Politics & International Studies

Turning the South Pacific tides important for India

Turning the South Pacific tides important for India

Given the Pacific Island Countries’ emerging strategic importance and also because of their votes in the UN, we might need to allocate more resources in the future.

Author

Ravi Thapar, Professor of Practice in International Affairs & Law, Jindal School of International Affairs, O.P. Jindal Global University, Sonipat, Haryana, India.

Summary

Of late, the South Pacific has emerged as an important contender for external patronage – whether for reasons as mundane as providing vast supplies of tuna – it is the world’s second largest centre for harvesting this fish – or because it facilitates strategic, military and defense bases in its remote territories.

It is a matter of contention however, as to whether such forays and heightened interest by external donors address the Pacific Island Countries’ (PICs) core concerns.
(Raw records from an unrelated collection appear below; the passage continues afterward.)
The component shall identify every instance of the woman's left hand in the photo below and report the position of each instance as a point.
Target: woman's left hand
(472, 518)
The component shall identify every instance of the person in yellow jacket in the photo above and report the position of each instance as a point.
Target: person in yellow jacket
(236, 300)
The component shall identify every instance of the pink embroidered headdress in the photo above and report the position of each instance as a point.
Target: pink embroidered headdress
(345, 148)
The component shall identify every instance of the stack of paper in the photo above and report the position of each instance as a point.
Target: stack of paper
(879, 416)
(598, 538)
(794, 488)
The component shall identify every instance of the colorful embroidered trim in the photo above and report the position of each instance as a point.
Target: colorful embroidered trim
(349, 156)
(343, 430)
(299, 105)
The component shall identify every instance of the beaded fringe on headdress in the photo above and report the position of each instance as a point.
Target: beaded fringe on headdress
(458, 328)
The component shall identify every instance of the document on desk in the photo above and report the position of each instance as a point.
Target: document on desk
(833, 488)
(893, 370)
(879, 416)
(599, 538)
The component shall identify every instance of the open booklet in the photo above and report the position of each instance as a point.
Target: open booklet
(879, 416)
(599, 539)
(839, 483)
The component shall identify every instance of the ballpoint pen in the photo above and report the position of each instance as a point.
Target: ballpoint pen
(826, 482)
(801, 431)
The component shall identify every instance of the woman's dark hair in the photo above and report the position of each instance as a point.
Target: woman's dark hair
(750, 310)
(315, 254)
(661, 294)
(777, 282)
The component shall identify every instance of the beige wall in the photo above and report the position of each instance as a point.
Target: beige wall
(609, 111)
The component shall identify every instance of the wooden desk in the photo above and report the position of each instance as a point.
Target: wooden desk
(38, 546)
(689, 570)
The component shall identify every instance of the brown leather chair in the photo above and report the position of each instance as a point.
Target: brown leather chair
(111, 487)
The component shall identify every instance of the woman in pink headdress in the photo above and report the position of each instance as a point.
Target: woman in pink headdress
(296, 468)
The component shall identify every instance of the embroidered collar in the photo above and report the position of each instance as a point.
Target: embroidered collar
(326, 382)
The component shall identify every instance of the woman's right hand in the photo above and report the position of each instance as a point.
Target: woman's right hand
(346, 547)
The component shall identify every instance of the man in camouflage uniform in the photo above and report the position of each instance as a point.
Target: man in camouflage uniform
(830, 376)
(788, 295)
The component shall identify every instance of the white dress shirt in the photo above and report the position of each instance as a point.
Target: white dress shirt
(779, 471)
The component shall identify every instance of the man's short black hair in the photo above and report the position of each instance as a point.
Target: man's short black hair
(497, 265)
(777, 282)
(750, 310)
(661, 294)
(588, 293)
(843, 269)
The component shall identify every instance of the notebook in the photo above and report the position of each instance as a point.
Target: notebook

In March 2022, when China signed a security agreement with the Solomon Islands, the island country witnessed strong, internal disturbances when its largest and most populous Malaita province dissented with the central government at Honiara and opted to continue with its practice of according diplomatic recognition to Taiwan.
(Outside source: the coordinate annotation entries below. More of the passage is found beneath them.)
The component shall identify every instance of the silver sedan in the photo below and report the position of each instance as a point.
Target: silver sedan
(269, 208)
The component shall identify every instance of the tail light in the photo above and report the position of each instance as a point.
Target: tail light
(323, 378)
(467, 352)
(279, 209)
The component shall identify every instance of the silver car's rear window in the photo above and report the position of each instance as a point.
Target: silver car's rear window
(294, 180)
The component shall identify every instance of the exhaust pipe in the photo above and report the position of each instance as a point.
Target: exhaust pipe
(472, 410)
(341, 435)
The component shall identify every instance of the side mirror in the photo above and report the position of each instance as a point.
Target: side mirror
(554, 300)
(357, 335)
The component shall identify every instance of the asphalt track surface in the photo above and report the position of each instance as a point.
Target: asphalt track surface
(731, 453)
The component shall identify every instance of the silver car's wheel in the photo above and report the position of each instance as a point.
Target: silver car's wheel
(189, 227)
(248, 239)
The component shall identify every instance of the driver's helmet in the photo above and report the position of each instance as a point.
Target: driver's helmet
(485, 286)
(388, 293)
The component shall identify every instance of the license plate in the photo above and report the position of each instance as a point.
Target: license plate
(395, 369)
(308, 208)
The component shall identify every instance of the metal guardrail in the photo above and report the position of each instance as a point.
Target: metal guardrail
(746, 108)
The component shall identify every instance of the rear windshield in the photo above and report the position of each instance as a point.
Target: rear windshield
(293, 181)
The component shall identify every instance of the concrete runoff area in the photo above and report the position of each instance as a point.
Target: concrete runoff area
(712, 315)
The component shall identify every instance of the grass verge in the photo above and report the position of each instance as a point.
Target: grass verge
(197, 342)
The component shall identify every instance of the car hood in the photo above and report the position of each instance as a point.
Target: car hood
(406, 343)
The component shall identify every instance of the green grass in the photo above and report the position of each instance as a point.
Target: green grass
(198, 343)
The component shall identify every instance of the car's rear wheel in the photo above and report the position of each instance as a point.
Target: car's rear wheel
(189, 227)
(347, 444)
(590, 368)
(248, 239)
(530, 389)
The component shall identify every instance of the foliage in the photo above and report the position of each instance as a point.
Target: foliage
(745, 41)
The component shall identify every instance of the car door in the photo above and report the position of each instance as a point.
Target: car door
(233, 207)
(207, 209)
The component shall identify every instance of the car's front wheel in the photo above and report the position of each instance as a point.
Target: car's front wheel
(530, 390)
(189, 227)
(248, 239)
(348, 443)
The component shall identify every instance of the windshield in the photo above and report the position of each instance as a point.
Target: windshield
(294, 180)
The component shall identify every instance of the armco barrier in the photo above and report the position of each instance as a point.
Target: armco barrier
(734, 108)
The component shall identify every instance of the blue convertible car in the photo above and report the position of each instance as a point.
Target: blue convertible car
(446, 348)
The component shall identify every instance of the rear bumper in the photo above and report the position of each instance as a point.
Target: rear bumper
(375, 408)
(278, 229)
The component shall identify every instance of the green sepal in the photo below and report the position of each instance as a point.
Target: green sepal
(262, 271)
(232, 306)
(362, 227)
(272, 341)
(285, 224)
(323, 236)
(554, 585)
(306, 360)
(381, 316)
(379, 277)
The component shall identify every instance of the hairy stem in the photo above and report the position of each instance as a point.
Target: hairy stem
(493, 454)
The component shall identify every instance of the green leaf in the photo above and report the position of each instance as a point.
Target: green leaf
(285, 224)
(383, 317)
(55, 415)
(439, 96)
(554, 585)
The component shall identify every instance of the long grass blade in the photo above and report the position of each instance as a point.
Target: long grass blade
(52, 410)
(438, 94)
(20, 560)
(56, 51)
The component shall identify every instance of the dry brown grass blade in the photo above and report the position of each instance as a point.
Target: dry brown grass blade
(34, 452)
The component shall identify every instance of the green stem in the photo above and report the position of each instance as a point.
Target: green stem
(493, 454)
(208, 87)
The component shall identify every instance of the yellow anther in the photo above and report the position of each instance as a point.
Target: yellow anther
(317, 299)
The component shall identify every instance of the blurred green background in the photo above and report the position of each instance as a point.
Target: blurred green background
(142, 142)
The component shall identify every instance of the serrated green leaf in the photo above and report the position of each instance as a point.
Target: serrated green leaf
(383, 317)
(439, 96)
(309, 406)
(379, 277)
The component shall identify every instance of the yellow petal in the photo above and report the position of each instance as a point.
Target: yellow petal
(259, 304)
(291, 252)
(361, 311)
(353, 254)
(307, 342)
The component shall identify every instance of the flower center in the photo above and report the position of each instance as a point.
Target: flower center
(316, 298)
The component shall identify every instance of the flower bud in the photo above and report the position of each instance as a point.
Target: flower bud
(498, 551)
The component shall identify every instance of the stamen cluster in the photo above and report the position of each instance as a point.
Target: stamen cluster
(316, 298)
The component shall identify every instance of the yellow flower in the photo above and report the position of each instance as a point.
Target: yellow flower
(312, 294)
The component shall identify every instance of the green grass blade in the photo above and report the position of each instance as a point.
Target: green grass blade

While Malaita received US$25m directly from the US government, PM Sogavare’s government at Honiara was promised US$730m by the Chinese. Earlier this month, the US signed a security pact with PNG, following which it has undertaken to provide US$45m to it for enhancing securityrelated cooperation. The pact provoked strong protests by civil society groups and others who expressed misgivings about the increased militarization of the region and especially that the South Pacific is getting caught between heightened geo-political rivalry between the US and China.
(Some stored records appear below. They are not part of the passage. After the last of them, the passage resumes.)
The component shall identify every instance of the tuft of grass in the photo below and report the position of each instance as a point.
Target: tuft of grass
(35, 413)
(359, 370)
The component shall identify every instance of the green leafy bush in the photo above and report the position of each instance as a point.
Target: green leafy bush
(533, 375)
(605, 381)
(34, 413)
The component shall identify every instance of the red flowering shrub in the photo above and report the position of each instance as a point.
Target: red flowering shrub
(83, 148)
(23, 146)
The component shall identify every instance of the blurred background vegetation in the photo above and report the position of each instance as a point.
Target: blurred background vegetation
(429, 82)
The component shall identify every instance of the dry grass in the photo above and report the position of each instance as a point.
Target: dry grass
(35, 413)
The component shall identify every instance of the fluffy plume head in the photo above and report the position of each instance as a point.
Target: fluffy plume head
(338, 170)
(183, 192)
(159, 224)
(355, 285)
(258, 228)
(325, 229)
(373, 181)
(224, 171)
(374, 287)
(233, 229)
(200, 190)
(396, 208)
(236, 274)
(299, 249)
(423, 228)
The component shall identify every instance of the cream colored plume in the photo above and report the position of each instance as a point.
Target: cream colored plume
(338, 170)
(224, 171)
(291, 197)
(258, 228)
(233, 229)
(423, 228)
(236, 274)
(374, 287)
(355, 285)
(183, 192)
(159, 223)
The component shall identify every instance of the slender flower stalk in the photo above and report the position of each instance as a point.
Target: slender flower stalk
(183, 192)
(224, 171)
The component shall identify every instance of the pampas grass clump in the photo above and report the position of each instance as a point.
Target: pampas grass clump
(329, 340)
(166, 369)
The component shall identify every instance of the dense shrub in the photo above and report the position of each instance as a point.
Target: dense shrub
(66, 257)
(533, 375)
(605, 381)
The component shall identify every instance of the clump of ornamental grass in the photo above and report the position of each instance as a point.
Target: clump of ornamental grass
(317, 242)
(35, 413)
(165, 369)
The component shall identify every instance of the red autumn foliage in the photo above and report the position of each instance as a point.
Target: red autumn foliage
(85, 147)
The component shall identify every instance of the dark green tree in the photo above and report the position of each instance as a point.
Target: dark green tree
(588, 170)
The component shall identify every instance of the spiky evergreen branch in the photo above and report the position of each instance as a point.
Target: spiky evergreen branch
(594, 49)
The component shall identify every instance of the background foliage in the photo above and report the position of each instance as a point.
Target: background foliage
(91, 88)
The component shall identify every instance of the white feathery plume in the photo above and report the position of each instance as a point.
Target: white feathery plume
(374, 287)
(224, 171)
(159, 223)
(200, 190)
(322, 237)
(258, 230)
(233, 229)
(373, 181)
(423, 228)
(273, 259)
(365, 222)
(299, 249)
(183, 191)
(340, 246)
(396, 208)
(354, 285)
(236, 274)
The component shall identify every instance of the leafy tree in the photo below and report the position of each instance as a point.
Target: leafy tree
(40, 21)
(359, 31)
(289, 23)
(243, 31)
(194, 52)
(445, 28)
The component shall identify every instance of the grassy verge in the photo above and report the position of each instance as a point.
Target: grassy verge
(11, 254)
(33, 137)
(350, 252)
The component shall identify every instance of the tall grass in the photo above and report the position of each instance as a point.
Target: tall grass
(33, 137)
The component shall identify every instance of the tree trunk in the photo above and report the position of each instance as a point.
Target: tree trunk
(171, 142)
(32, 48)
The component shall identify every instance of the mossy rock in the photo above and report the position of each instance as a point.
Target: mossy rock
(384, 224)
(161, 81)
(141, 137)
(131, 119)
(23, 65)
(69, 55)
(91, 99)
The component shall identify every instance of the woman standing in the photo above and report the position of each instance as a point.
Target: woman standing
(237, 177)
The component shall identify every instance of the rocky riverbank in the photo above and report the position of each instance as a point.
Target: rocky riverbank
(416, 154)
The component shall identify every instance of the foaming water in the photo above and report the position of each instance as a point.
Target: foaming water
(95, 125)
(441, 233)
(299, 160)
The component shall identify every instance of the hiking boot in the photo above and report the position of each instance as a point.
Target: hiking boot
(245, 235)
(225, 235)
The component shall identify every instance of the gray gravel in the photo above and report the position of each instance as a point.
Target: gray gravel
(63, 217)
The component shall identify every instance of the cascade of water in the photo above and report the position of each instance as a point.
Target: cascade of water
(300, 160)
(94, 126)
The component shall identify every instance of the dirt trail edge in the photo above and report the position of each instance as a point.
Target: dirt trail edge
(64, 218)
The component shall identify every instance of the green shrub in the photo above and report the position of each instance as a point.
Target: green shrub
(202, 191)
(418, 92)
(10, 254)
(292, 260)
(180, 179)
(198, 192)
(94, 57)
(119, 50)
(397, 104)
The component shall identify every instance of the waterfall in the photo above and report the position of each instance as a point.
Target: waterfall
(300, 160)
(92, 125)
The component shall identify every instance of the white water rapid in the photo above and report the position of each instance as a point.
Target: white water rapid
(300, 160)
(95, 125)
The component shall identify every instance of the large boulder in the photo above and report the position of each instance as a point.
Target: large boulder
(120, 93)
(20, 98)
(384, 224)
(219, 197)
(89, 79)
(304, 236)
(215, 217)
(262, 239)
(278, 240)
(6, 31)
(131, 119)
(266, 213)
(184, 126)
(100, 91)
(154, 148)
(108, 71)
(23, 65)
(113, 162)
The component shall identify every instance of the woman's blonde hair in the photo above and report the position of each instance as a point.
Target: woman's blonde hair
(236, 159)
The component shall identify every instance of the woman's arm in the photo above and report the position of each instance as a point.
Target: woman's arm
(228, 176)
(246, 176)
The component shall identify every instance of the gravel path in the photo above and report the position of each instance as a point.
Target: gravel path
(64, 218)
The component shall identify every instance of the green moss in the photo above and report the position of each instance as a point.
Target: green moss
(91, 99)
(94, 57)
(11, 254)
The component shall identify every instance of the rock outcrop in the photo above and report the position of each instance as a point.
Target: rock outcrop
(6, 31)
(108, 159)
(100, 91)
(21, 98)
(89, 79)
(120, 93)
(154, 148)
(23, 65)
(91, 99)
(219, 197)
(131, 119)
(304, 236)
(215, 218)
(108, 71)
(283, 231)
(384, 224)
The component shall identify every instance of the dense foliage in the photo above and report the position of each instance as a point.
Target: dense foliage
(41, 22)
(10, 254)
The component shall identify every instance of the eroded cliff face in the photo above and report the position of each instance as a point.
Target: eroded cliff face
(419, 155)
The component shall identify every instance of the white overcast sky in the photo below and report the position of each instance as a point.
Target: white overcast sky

While the US is maintaining military and air bases at Guam and a Ballistic Missile facility at Kwajalein Atoll in the Marshall Islands, it is constructing a high-frequency radar system at Palau and has military ties with Fiji, PNG and Tonga. China, on the other hand, seeks to develop dual-use ports and airfields. The Solomon Islands China security pact signed last year, grants the Chinese navy rights to dock and replenish, suggesting that the facility could be expanded in the future.

On a similar note, in March this year, at the request of Kiribati – which switched its affiliation to China from Taiwan in 2019 – Chinese experts conducted a study to upgrade a US-built, World War II-era runway on Canton Island, Kiribati, ostensibly only for civilian purposes.